‘Integrale gebiedsontwikkeling heeft te maken met empathie'
Er moeten 1 miljoen woningen bij. Toch gebeurt er weinig. Hoe kan dat?
‘Door allerlei oorzaken, variërend van gebrek aan bouwlocaties tot langdurige procedures. Maar het heeft er misschien ook mee te maken dat we het té goed hebben in Nederland. We zijn de meest concurrerende economie van Europa. We wonen eigenlijk in een prachtig land. Dat maakt ons ook een beetje lui. Veranderen is lastig als je in je comfortzone zit. Nog niet zo heel lang geleden dachten we zelfs nog dat Nederland ‘af’ was. Inmiddels weten we dat er gigantische tekorten zijn op de woningmarkt, en dat het zo niet verder kan. Maar dat brengt ons kennelijk nauwelijks in beweging. Het gevolg zien we nu: grote groepen mensen komen niet aan de bak bij het kopen of huren van een woning. De pijn is kennelijk nog te weinig voelbaar.’
Wat zijn de consequenties?
‘Ernstig. Als mensen geen woning vinden, kan de economie stagneren. Docenten, politieagenten, zorgmedewerkers en andere mensen die onze steden leefbaar en bereikbaar houden, trekken weg omdat ze in de buurt van hun werkplek geen woning vinden. Dat zien we nu al gebeuren. De schaarste kan zelfs zo groot worden dat de woningmarkt ontregeld raakt. Gezien de enorme opgave moeten er dus snel nieuwe plekken in Nederland worden ontwikkeld, met de juiste combinatie van betaalbaar wonen, voorzieningen en groen.’
Waarom is tempo maken zo moeilijk?
‘De wereld is sterk veranderd. Die honderdduizenden woningen die na onze oprichting - vlak na de Tweede Wereldoorlog - in rap tempo uit de grond werden 'gestampt' om het woningtekort te lijf te gaan, bouw je nu niet meer zo een-twee-drie. Om dat verantwoord te doen, moeten veel mensen meewerken en samenwerken. Vergeleken met vroeger liggen er grote en ingewikkelde nieuwe opgaven op tafel. En niet de eenvoudigste. De transitie naar duurzame energie speelt nu een rol. Net als klimaatverandering. Of stikstof. De groeiende mobiliteit. Mensen stellen ook andere eisen aan hun woning, en huishoudens zijn veranderd: kleiner, diverser. Al die vele uiteenlopende belangen en eisen – denk vooral ook aan de betaalbaarheid – moeten goed met elkaar worden verenigd, in een land waar meerdere belangen spelen op één en dezelfde ruimte.

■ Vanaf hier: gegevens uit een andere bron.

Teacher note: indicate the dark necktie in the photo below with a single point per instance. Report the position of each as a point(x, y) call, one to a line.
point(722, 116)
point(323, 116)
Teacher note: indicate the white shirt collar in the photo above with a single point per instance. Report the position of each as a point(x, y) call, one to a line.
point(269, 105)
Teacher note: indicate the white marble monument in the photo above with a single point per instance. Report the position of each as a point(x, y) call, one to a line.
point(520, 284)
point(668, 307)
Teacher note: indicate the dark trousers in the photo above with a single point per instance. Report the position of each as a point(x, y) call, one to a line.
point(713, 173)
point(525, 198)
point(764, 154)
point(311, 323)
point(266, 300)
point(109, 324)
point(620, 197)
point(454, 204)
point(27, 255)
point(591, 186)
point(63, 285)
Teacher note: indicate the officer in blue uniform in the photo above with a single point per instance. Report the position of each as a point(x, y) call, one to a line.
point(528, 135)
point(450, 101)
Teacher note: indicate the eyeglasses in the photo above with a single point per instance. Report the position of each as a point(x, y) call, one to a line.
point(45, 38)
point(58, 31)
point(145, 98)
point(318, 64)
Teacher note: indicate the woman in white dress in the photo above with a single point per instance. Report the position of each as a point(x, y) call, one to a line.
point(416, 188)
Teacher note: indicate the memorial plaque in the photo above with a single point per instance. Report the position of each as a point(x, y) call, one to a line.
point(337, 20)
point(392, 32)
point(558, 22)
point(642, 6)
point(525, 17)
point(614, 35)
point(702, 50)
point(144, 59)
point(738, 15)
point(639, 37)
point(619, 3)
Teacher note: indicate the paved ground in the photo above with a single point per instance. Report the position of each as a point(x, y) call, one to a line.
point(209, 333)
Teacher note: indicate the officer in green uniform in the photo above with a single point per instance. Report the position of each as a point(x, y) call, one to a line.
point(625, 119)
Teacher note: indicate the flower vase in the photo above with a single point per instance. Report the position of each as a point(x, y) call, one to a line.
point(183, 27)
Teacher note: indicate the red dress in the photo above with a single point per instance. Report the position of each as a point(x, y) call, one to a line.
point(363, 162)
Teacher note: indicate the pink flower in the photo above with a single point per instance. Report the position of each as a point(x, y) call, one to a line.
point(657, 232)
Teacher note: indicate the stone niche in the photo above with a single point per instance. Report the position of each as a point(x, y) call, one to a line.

Het gaat nu om méér dimensies dan ooit. De woningen moeten duurzaam zíjn en duurzaam tot stand komen. Ze moeten bijvoorbeeld en goed passen in het stadsgezicht, en bereikbaar zijn, en met groen omgeven, en in een gezonde omgeving. Dat vergt dus veel, vaak en zorgvuldige afstemming tussen het Rijk, gemeenten, vervoersbedrijven, bouwers, investeerders, energieleveranciers.’
Is het mogelijk om al die belangen te verenigen?
‘Wij zijn ervan overtuigd dat het kan. Sterker nog, er is geen andere weg. BPD heeft jarenlange ervaring met ontwikkelen en bouwen in grootschalige, gecompliceerde situaties. Al in de Vinex-tijd, eigenlijk de laatste grote beweging op de woningmarkt, moesten we verschillende opgaven tegelijk aanpakken, van waterberging tot openbaar vervoer. Dat is sindsdien alleen maar sterker geworden.’
Wat is het antwoord?
‘Integrale gebiedsontwikkeling. Ofwel: het ontwikkelen van woningen verenigen met andere belangen, door nauw samen te werken. Je zou het kunnen zien als een Zwitsers zakmes. Dat doet wat het moet doen – het is een goed zakmes – maar het biedt je ook allerlei andere functies. Naast wonen is dat groen, natuur, biodiversiteit, water, gezondheid, klimaatadaptatie, duurzame energie, sociale samenhang. BPD wil en kan overzicht en orde scheppen in een veelheid van belangen. Integratie van verschillende opgaven op één plek, op een doordachte manier. Om je de waarheid te zeggen: wij kunnen dat heel goed. Vanuit onze jarenlange ervaring, en vanuit onze natuurlijke neiging om samen te werken.’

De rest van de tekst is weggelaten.